Darry Sragow, un stratège démocrate chevronné qui a conseillé Checchi, a déclaré que l'accent mis par Steyer sur de telles causes avait le potentiel d'être significatif pour les électeurs qui sont souvent sceptiques quant à la sincérité et aux motivations des candidats riches.

« Tom Steyer a fait du bon travail à cet égard, car si vous voulez surmonter ce scepticisme, il est très utile pour le candidat de montrer qu'il ou elle est réellement impliqué dans le monde de la politique publique et de la politique depuis une période prolongée », et Steyer l'a fait, a déclaré Sragow.

Le député Isaac G. Bryan (Démocrate de Los Angeles), qui a soutenu Steyer, a affirmé qu'il avait soutenu des propositions qui allaient à l'encontre de ses intérêts personnels, comme la proposition d'impôt sur les milliardaires qui devrait apparaître lors du scrutin de novembre.

« Il est intéressant de noter que Tom Steyer est également le seul candidat qui a parlé de réforme du financement des campagnes électorales et qui souhaite retirer de l'argent de la politique, y compris son argent, pour rendre le pouvoir au peuple et financer les élections », a déclaré Bryan après un rassemblement de Steyer près du centre-ville de Los Angeles le 31 mai.

Katie Porter, ancienne représentante du comté d'Orange, et le surintendant de l'État. de l'Instruction publique, Tony Thurmond a également fait campagne pour limiter l'influence de l'argent des entreprises du PAC dans les élections ou pour organiser des élections financées par l'État en Californie.
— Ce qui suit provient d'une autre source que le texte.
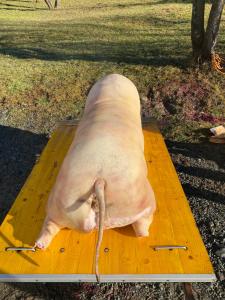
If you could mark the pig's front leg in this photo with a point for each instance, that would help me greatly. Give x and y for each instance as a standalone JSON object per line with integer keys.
{"x": 141, "y": 226}
{"x": 49, "y": 230}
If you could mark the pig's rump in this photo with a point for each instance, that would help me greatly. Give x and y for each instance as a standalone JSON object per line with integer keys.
{"x": 120, "y": 162}
{"x": 108, "y": 145}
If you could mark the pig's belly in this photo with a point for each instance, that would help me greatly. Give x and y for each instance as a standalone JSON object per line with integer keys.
{"x": 91, "y": 222}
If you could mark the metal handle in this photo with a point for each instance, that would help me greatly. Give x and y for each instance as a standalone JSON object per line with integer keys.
{"x": 170, "y": 247}
{"x": 20, "y": 249}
Porter a souvent critiqué Steyer pour s’être présenté comme un « agent de changement » tout en dépensant les millions qu’il avait gagnés grâce à ses investissements dans le pétrole et le gaz.

« Vous avez payé le taux d'imposition le plus bas à ce stade et pourtant vous avez gagné les milliards que vous utilisez pour financer votre campagne grâce aux combustibles fossiles », a-t-elle déclaré à Steyer lors d'un débat le 28 avril à Claremont.
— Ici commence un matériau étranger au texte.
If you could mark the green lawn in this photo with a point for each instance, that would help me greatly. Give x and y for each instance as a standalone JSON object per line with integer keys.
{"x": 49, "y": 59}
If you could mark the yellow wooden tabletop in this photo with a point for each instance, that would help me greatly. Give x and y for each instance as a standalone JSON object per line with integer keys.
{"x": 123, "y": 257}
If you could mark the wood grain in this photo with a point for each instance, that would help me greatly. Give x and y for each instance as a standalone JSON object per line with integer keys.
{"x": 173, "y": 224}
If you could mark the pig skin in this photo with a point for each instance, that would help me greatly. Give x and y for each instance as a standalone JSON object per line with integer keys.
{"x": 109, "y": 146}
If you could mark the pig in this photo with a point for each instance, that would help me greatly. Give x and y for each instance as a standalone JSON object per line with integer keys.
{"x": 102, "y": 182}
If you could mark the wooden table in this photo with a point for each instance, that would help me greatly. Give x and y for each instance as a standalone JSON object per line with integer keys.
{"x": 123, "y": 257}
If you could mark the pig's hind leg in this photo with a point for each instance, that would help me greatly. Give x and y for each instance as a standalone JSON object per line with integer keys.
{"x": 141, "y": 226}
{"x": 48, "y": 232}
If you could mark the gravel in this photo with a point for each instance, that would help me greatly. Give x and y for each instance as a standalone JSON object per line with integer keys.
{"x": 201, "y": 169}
Les experts politiques affirment que les messages qui semblent contradictoires avec le parcours d'un candidat, tout en noyant les électeurs sous des publicités incessantes, peuvent être choquants et rebutants pour l'électorat.

« Cela peut être une surcharge pour les électeurs lorsqu'ils atteignent ce point critique où ils ne sont plus intéressés », a déclaré Flynn.
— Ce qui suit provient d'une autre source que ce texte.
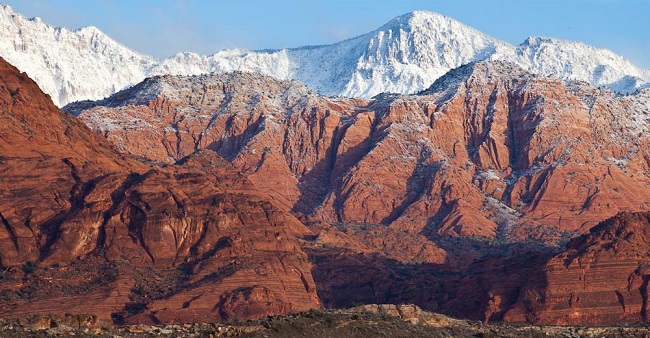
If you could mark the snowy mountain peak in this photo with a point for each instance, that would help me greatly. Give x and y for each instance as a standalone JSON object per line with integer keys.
{"x": 406, "y": 55}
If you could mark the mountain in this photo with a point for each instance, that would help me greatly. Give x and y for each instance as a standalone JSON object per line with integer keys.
{"x": 405, "y": 55}
{"x": 85, "y": 229}
{"x": 478, "y": 180}
{"x": 601, "y": 277}
{"x": 505, "y": 137}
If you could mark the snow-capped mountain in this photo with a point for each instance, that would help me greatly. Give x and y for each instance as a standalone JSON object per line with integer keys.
{"x": 405, "y": 55}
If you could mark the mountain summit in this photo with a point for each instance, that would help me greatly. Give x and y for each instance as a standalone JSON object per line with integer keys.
{"x": 405, "y": 55}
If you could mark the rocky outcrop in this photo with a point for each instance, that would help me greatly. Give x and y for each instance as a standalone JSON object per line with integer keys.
{"x": 488, "y": 151}
{"x": 601, "y": 277}
{"x": 103, "y": 233}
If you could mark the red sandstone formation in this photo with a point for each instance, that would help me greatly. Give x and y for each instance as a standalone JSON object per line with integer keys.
{"x": 489, "y": 150}
{"x": 88, "y": 230}
{"x": 444, "y": 199}
{"x": 602, "y": 277}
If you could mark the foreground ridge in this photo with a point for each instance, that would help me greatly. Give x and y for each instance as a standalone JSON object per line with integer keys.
{"x": 403, "y": 56}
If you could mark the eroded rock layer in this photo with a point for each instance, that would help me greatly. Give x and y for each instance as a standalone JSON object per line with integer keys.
{"x": 102, "y": 233}
{"x": 489, "y": 150}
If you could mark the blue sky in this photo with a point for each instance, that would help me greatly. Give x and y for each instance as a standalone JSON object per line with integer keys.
{"x": 163, "y": 27}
Malgré l'argument fondamental de Steyer selon lequel sa richesse signifiait qu'il n'était redevable envers personne, elle a déclaré que les électeurs pourraient être incapables de concilier la capacité d'un milliardaire à comprendre ou à faire preuve d'empathie à l'égard des besoins d'un Californien moyen.

« Le message reste un facteur important », a déclaré Flynn. « Je suis curieux [about] à quel point cela a-t-il paru crédible aux yeux des électeurs : pouvez-vous faire confiance à un milliardaire pour se soucier vraiment de l'accessibilité financière, à quelqu'un qui a gagné de l'argent en travaillant avec des entreprises ou dans les affaires pour ne pas se soucier d'intérêts particuliers ? »

Alors que Steyer a fait campagne en tant que libéral d’extrême gauche, il n’a pas réussi à être le premier choix des progressistes. Steyer avait le soutien de 35 % des électeurs probables qui s'identifiaient comme fortement libéraux tandis que Becerra était soutenu par 37 %, selon le sondage de mai de Berkeley.

Après avoir discuté avec des étudiants démocrates de l'UCLA à la veille de la primaire, Steyer a déclaré que, quoi qu'il arrive lors de la primaire, il resterait politiquement impliqué, même s'il ne se présenterait pas à la présidence en 2028.

« Je vais continuer à travailler sur ces questions, car je travaille à plein temps sur ces questions depuis 14 ans », a déclaré Steyer. « Il n'y a aucun doute sur ce que je vais faire. La façon dont je le ferai est un peu en suspens. »

La rédactrice du Times, Dakota Smith, a contribué à ce rapport.